I bought Hoisin to make Mongolian chicken and figured that would be it. In a year I’d toss after staring at it in the fridge and wondering what kind of shelf life it had. That didn’t happen.

I’ve used it mixed with soy and citrus as a dipping sauce for pork dumplings, I’ve stirred minced garlic and five spice into it and tossed chicken wings, I tried it on a hot dog which was a disaster, but it redeemed itself as a salmon and pork chop glaze.

As it turns out, per the bottle it has a two-year shelf life. I’ll use it up by Christmas.

Finally there is HP Sauce. It’s that rich brown sauce you get in British pubs and is known there as either pub sauce or brown sauce. It’s the greatest thing to ever happen to fish and chips and yes, I say that having had malt vinegar.

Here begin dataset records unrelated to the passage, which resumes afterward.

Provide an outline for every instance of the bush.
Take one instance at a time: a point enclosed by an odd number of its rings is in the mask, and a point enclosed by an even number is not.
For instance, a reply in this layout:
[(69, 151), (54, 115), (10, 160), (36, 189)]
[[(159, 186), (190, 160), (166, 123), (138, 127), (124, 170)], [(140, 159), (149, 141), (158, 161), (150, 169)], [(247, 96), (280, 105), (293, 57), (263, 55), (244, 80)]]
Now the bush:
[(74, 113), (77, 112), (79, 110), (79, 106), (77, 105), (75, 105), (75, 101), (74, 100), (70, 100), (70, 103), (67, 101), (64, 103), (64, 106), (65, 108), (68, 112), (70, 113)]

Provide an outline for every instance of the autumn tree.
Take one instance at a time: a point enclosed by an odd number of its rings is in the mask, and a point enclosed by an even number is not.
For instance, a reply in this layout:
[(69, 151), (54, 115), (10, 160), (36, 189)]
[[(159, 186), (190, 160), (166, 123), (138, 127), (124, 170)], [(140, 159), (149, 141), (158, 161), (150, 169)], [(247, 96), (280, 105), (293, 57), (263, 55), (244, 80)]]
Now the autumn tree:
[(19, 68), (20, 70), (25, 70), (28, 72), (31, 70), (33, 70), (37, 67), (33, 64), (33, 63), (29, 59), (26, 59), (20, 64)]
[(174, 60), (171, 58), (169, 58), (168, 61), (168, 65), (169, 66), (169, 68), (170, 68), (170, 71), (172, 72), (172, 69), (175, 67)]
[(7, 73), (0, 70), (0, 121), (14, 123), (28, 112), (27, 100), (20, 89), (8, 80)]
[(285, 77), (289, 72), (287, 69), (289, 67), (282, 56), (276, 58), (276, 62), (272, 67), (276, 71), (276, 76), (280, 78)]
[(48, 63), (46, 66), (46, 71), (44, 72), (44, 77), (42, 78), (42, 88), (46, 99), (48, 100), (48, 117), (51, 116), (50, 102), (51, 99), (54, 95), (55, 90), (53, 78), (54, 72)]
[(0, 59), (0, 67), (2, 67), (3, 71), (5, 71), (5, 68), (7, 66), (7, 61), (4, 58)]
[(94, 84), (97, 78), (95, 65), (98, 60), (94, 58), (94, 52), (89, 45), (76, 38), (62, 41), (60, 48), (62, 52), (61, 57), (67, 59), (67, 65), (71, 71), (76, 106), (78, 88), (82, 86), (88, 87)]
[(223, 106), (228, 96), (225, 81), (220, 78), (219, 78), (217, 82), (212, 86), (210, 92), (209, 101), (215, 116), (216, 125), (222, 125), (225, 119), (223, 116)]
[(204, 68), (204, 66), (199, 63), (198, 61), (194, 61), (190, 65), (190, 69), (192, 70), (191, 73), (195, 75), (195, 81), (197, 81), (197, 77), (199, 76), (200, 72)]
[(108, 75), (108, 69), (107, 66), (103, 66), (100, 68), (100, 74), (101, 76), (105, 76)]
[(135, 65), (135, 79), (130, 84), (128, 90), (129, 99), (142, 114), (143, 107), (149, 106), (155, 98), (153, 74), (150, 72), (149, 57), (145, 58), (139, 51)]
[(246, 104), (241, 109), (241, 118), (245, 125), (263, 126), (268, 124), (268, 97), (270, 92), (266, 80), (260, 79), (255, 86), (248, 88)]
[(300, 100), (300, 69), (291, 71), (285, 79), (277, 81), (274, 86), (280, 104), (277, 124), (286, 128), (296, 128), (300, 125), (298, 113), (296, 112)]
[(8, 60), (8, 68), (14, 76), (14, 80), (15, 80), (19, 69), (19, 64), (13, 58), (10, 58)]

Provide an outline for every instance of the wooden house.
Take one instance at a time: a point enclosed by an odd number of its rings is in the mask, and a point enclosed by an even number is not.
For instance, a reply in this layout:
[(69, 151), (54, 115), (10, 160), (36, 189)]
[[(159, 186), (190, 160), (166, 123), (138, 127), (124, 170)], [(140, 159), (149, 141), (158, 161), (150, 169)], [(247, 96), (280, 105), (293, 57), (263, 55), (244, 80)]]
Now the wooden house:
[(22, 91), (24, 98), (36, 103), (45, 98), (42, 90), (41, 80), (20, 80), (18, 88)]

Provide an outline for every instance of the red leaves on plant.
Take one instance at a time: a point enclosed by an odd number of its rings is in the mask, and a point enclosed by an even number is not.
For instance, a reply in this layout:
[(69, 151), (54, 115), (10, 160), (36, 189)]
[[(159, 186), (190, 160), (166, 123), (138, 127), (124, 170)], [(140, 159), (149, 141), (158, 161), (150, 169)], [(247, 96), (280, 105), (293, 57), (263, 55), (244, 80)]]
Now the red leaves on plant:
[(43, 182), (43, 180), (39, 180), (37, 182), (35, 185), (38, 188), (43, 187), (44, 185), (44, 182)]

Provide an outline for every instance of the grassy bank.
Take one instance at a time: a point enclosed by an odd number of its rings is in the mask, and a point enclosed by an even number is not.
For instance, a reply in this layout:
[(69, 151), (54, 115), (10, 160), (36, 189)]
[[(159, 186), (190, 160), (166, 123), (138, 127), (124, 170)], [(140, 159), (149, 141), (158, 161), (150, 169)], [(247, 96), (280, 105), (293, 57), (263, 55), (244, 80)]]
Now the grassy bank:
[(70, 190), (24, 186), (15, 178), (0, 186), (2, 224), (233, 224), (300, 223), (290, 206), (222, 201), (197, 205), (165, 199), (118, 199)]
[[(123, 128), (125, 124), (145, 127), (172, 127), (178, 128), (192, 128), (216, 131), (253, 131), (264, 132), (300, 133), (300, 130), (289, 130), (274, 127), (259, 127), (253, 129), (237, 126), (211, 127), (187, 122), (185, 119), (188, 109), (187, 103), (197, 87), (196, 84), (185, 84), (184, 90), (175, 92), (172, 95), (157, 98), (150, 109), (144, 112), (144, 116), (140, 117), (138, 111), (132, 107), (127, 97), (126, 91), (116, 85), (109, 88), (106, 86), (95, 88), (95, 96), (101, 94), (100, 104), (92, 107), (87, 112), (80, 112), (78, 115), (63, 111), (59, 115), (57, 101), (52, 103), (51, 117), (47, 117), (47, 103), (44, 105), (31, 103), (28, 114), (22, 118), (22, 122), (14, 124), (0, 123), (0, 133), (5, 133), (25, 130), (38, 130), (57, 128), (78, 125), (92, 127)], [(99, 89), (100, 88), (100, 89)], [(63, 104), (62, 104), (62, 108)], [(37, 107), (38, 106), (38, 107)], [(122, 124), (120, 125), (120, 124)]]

The flavor is similar to A-1 but the sauce is thicker and the tartness is subtle. There’s a touch of black pepper in there too.

Obviously, use it everywhere you would use A-1 so clearly on steaks. I think it might be my favorite thing to put on a burger. I usually just pour a bit on the bun but sometimes I’ll dice onion and pickles and toss them together with HP for a homemade Milo’s burger. I’ve brushed some on chicken legs as they grilled and that was good, but I preferred when I held off adding as the drumsticks were on the heat and used it as a dipping sauce. That was more better awesome.

Maybe Saturday I’ll mix all four condiments together and see what that’s like.

I’d love to hear you uses for a favorite condiment in the comment sections. I’ll check the site regularly on Saturday because though I read it every week, I’m going to be returning to WAKE UP! over and over to see what unwatchable filth I’ll need to fill the emptiness.

Damn Bye Week.

Enjoy something with too much sauce, I guess we’ll be injury free, and practice your Roll Tide.